Vous n’aimez pas la trompette ? Ça tombe bien, cet album (de BD, pas de musique, quoique, un peu des deux quand même) est peut-être quand même fait pour vous. Une symphonie fracassée pour mener à la catharsis. Si elle veut bien de nous.

En écho aux attentats de novembre 2015 à Paris et à tous les suivants qui nous ont éboulé, Gilles Rochier a perdu les mots. Là où tout le monde se répétait sur Twitter et les réseaux. Il y a ceux qui ont besoin de sortir les choses et ceux qui les gardent pour eux. Rochier, ou son avatar dans cette autofiction qu’est Solo, les a sortis à sa manière.
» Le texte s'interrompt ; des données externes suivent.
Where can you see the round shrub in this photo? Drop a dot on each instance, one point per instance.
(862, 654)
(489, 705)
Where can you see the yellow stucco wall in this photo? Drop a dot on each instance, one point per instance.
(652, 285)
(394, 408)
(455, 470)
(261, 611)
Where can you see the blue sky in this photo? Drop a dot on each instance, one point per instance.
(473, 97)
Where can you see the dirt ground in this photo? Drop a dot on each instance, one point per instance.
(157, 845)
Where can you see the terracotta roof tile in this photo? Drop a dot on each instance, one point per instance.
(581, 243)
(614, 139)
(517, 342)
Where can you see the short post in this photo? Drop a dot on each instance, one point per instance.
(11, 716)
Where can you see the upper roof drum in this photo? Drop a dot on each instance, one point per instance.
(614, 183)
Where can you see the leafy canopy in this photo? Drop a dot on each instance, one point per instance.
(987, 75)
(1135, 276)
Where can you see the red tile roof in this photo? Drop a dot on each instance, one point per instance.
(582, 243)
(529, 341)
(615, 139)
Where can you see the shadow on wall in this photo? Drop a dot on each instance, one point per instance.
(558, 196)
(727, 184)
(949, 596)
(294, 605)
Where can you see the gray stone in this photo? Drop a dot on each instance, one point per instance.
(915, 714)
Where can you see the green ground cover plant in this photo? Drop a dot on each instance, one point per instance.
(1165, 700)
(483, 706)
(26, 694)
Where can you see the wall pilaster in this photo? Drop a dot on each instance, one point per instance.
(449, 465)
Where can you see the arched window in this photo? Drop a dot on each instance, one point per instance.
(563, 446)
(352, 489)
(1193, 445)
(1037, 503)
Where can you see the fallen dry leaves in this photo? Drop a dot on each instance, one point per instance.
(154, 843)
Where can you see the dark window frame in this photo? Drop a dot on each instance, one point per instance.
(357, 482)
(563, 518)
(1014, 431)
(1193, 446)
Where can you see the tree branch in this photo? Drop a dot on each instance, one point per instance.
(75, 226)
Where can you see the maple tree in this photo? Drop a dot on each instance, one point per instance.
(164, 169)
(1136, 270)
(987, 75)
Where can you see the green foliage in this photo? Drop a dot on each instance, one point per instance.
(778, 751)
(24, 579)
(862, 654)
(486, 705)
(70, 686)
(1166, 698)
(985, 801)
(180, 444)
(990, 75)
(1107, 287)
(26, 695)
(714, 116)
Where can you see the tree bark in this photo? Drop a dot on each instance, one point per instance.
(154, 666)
Il est retombé sur une trompette à laquelle il n’avait plus touché depuis un bail, sans doute, à en entendre les fausses notes. Pourtant, il a persévéré, et sans devenir meilleur musicien, il en a joué des heures. Il en a fait sa voix. Tonitruante. Des notes guillerettes pourtant portées par l’énergie du désespoir.
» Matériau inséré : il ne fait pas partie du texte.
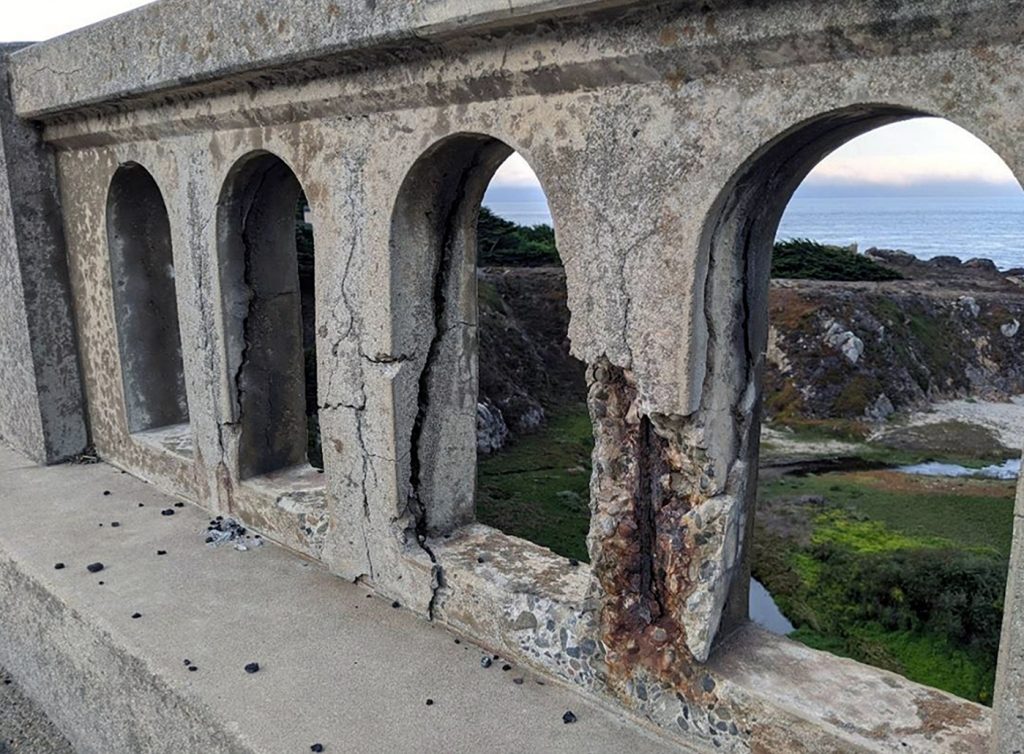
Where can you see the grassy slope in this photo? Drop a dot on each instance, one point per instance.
(539, 489)
(882, 514)
(968, 512)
© Gilles Rochier chez Casterman

Ça a quelque chose d’incroyablement émouvant une trompette. Il y a des morceaux cuivrés dont je ne me suis jamais remis. Une trompette qui passe dans le décor musical d’une chanson, et je craque complètement. Au sourire comme aux larmes. Dans Solo, c’est aussi ce qui arrive. Durant cet album, peuplé de pouet plus ou moins appuyés, le personnage central ne parlera pas, quasiment pas, du moins jusqu’à la guérison (mais est-ce lui le malade ?), laissant les autres le faire pour lui, pour mieux nous entraîner dans une société sinistrée.
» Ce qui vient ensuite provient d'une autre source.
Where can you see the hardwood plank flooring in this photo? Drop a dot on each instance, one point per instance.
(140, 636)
En fanfare tout seul, Gilles Rochier allie le tragique au comique, créant des situations incongrues et totalement absurdes mais ne perdant jamais le sens de sa démarche. La perte de sens aussi. Comment encore avancer dans un quotidien vicié, tenaillé par la peur. Au fil de ses pages, de ses gags, l’auteur propose, dans une démarche quasi-documentaire, une série de portraits de gens qui seront forcément, à un moment, énervés par son instrument envahissant.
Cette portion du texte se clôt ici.